US president-elect Joe Biden said it would take months to roll back some of US President Donald Trump’s actions on immigration, tempering expectations he generated during his campaign and one that might rile advocates pushing for speedy action on the issue.
His comments on Tuesday echoed those made by two of his top foreign policy advisers on Monday in an interview with Spanish wire service EFE, hitting the brakes on rolling back Trump’s restrictive asylum policies.
Susan Rice, Biden’s incoming domestic policy adviser, and Jake Sullivan, his pick for national security adviser, as well as Biden himself, said that moving too quickly could create a new crisis at the border.
Photo: AFP
Speaking to reporters in Wilmington, Delaware, Biden said he has already started discussing the issues with the Mexican president and “our friends in Latin America,” and that “the timeline is to do it so that we in fact make it better, not worse.”
“The last thing we need is to say we’re going to stop immediately, the access to asylum, the way it’s being run now, and then end up with 2 million people on our border,” Biden said.

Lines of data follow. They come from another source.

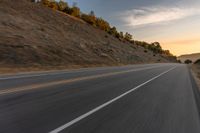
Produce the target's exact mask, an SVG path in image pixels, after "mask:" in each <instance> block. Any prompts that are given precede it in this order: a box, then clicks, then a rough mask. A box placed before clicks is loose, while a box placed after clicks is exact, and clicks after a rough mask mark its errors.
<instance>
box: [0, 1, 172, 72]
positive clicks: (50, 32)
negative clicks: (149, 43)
mask: <svg viewBox="0 0 200 133" xmlns="http://www.w3.org/2000/svg"><path fill="white" fill-rule="evenodd" d="M0 18H1V19H0V69H1V70H5V71H10V70H26V69H27V70H29V69H31V70H32V69H36V70H37V69H52V68H62V69H64V68H74V67H75V68H79V67H89V66H111V65H125V64H133V63H154V62H170V61H175V59H174V58H172V57H169V56H166V55H160V54H154V53H153V52H152V51H148V50H145V49H144V48H143V47H141V46H137V45H134V44H130V43H128V42H123V41H120V40H118V39H116V38H115V37H113V36H111V35H109V34H107V33H105V32H104V31H101V30H99V29H97V28H94V27H92V26H90V25H88V24H86V23H85V22H83V21H81V20H79V19H77V18H73V17H71V16H68V15H66V14H63V13H61V12H58V11H54V10H52V9H49V8H47V7H44V6H42V5H40V4H35V3H31V2H27V1H26V0H1V1H0Z"/></svg>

He said that more funding is needed for more asylum judges to process claims, and promised that while he would work to loosen Trump’s asylum restrictions, “it’s going to take probably the next six months to put that in place.”
His comments came as interceptions along the border have increased in the past few months. US authorities encountered migrants at the border with Mexico more than 70,000 times in October and last month, four times April’s tally.
Some experts predict the surge could increase in the early months of Biden’s presidency, as a response to the damage wrought by the two hurricanes that have pummeled Central America and the economic fallout from the COVID-19 pandemic, as well as expectations of a more humane approach to immigration from the Biden administration.
Sullivan and Rice both said in their interview with EFE that Biden would take executive action where possible to address issues with the immigration system, and emphasized plans to provide humanitarian aid and help bolster Latin American economies to try to address the root cause of the influx of immigrants to the US.
Biden “will work to promptly undo” Trump’s deals with Guatemala, Honduras and El Salvador that let the US transfer asylum seekers to those countries, and would “follow through” on his commitment to end a Trump-era program that returns undocumented border crossers to Mexico to await their legal proceedings, Sullivan said.
On his campaign Web site, Biden promised to end the agreement with Mexico, known as the Migrant Protection Protocols, within the first 100 days of his presidency.
However, Sullivan said that many of those reforms would take time.
He said that “increasing processing capacity and changing policy at the border will take time,” and warned those considering fleeing for the US to wait, predicting it would take “months” for the Biden administration to fully implement their plans with respect to Latin America.